Happy Thanksgiving to our wonderful friends and family,


Kip and Mary

I wrote this in 2019 after recovering from some health issues. Reading it on this Thanksgiving Day makes me full of gratitude. May you have a safe and blessed day.

Murdo Girl…Living the dream, part 9

I didn’t hear from my mother the next day or the day after. On the third day, I got a call from Jack Stein. After exchanging a few pleasantries, he asked if I would be available to meet him for lunch the following day.
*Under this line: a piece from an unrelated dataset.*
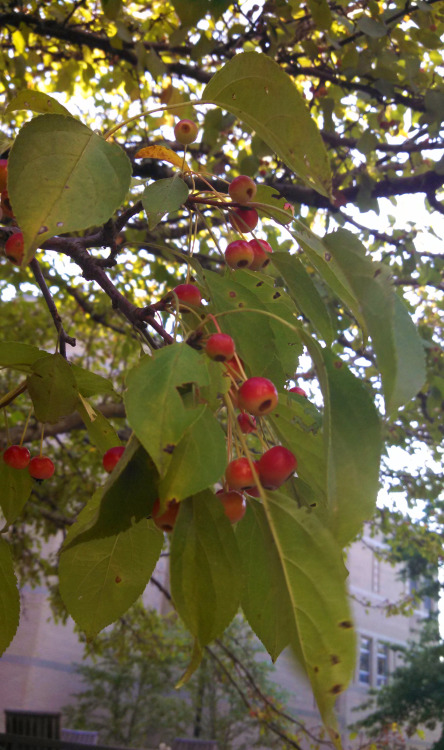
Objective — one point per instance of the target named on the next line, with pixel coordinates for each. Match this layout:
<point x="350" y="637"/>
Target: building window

Not having talked to mother yet, I didn’t feel at all prepared, but nevertheless, I agreed to meet him at a small seaside cafe.

I was glad to be meeting with Jack away from the house because of Stella. She continues to baffle me. Mother didn’t seem too concerned about what Stella knows or doesn’t know, but I’m uncomfortable discussing anything with her, so I don’t. That seems to upset her. Stella is one of those people who makes everything her business.

I’m meeting with Jack today, and still no word from Mother. I decided I needed some air.

When I returned from my walk on the beach, Stella was in the kitchen preparing breakfast.

“I just want some coffee and one of your delicious croissants, Stella. I’m having lunch out and I need to shower and change, soon.”

“You haven’t said anything about Miss Claire in days, Miss Kat. Have you really not spoken to her? It’s not unusual for her to leave and not be in touch for a while, but she’s never been this sick, before.”

“I promise to let you know if and when I hear anything if you promise to do the same.”

I had been waiting to question Stella about her comment the night of the dinner. “Stella, what did you mean the other night when you said you couldn’t wait for Mother to learn that we ‘almost’ pulled it off.”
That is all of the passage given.